A lot of what you learn in the communications industry is picked up on the job. The first few years, like for all professions, is a lot of hard work, learning how to manage different stakeholders. But the skills that you pick up are relevant for life.

I am forever grateful for my first few years working at a PR agency that made me understand how to develop client or stakeholder management skills, working with the media closely and getting a clear perspective of how media houses and publications work. A lot has changed since then, but the fundamentals remain the same.

I would recommend spending time with experienced leaders in the industry, trying to get a better understanding of why things are being done, with what objective and taking an analytical approach. Above all, this is also a high-pressure role and it's very important for everyone to try not to take things personally.

Beyond that, being abreast of what is happening in the world, trying to understand how developments in the business, political or policy environment impact you and the industry that you work in is critical.

Do you feel the traditional role of interpersonal communication which was so critical to the profession has somehow been put to the back burner because of too much virtual engagement? How are you experiencing that, is it bringing down the efficiency and the final output?

I definitely could do with more in-person interaction right now, meeting a person face to face and looking them in the eye is always preferred.
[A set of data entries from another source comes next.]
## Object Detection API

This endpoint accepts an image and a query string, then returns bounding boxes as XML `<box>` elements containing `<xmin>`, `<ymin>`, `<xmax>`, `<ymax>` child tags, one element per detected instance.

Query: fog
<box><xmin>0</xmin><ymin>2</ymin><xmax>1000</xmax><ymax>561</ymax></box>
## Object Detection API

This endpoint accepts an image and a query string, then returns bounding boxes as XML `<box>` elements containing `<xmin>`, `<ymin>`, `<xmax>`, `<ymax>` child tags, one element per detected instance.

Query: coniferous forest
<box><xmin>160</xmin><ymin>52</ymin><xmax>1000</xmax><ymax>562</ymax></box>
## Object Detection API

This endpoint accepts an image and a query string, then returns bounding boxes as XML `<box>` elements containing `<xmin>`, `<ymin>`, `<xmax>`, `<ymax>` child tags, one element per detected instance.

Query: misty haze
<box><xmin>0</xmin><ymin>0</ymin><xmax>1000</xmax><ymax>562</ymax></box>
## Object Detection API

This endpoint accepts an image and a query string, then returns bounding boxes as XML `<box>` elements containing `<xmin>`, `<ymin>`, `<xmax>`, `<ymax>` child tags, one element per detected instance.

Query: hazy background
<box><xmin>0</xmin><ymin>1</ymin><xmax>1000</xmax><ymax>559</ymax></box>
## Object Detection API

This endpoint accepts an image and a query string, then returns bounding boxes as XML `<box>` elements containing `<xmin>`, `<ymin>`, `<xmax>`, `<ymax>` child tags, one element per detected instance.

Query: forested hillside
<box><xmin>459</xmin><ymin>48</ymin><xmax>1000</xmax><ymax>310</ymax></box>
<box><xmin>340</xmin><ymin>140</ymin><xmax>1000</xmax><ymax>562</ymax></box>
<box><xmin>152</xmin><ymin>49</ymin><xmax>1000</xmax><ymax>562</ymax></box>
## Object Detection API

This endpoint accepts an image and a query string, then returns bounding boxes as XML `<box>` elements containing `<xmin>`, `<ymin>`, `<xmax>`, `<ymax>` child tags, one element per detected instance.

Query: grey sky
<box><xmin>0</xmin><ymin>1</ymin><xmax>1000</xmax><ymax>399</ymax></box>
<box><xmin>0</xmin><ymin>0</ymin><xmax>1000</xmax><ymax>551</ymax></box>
That said, while it took some time to adjust to the changes around us, people have now settled into a routine.

The lockdown has also driven more empathy and understanding, as people realise that all of us are adjusting to our realities. I am finding new ways to connect with people, and keeping in mind that everyone is facing the same challenges makes it less daunting to pick up the phone/ put on the camera and speak to old and new contacts.

Supportive organisations like Flipkart have also maintained a strong emphasis on employee well-being and mental health, complemented by employee engagement that has kept us motivated and connected with teams both professionally and personally.
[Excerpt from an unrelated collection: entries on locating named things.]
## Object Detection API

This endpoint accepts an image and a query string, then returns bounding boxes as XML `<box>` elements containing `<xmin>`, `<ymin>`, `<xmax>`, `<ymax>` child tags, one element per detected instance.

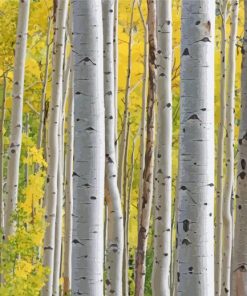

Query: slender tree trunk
<box><xmin>215</xmin><ymin>0</ymin><xmax>227</xmax><ymax>295</ymax></box>
<box><xmin>5</xmin><ymin>0</ymin><xmax>30</xmax><ymax>237</ymax></box>
<box><xmin>152</xmin><ymin>0</ymin><xmax>172</xmax><ymax>296</ymax></box>
<box><xmin>72</xmin><ymin>0</ymin><xmax>105</xmax><ymax>296</ymax></box>
<box><xmin>138</xmin><ymin>1</ymin><xmax>148</xmax><ymax>228</ymax></box>
<box><xmin>232</xmin><ymin>0</ymin><xmax>247</xmax><ymax>296</ymax></box>
<box><xmin>63</xmin><ymin>64</ymin><xmax>74</xmax><ymax>295</ymax></box>
<box><xmin>0</xmin><ymin>74</ymin><xmax>7</xmax><ymax>235</ymax></box>
<box><xmin>53</xmin><ymin>50</ymin><xmax>71</xmax><ymax>295</ymax></box>
<box><xmin>42</xmin><ymin>0</ymin><xmax>68</xmax><ymax>296</ymax></box>
<box><xmin>135</xmin><ymin>0</ymin><xmax>157</xmax><ymax>296</ymax></box>
<box><xmin>123</xmin><ymin>121</ymin><xmax>130</xmax><ymax>296</ymax></box>
<box><xmin>118</xmin><ymin>0</ymin><xmax>136</xmax><ymax>196</ymax></box>
<box><xmin>177</xmin><ymin>0</ymin><xmax>215</xmax><ymax>296</ymax></box>
<box><xmin>221</xmin><ymin>0</ymin><xmax>239</xmax><ymax>295</ymax></box>
<box><xmin>36</xmin><ymin>17</ymin><xmax>51</xmax><ymax>157</ymax></box>
<box><xmin>102</xmin><ymin>0</ymin><xmax>123</xmax><ymax>296</ymax></box>
<box><xmin>113</xmin><ymin>0</ymin><xmax>119</xmax><ymax>165</ymax></box>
I’ve been fortunate to work with an extremely committed team, who understands that critical role that we need to play at this time and has delivered in my view some of its best work with great agility and enthusiasm.

Your PR partner plays an important role in building your brand reputation and also helps you in shaping a positive opinion of the company. How do you measure your agency's performance and evaluate them every year?

Our agency’s performance measurement is against defined goals. Since we work in a very dynamic industry, we also measure performance against factors such as strategic thought, agility and creativity. For us, the most crucial factor is partnership – we believe that our agency team is an extension of our in-house team, and we want that to be reflected in our interactions.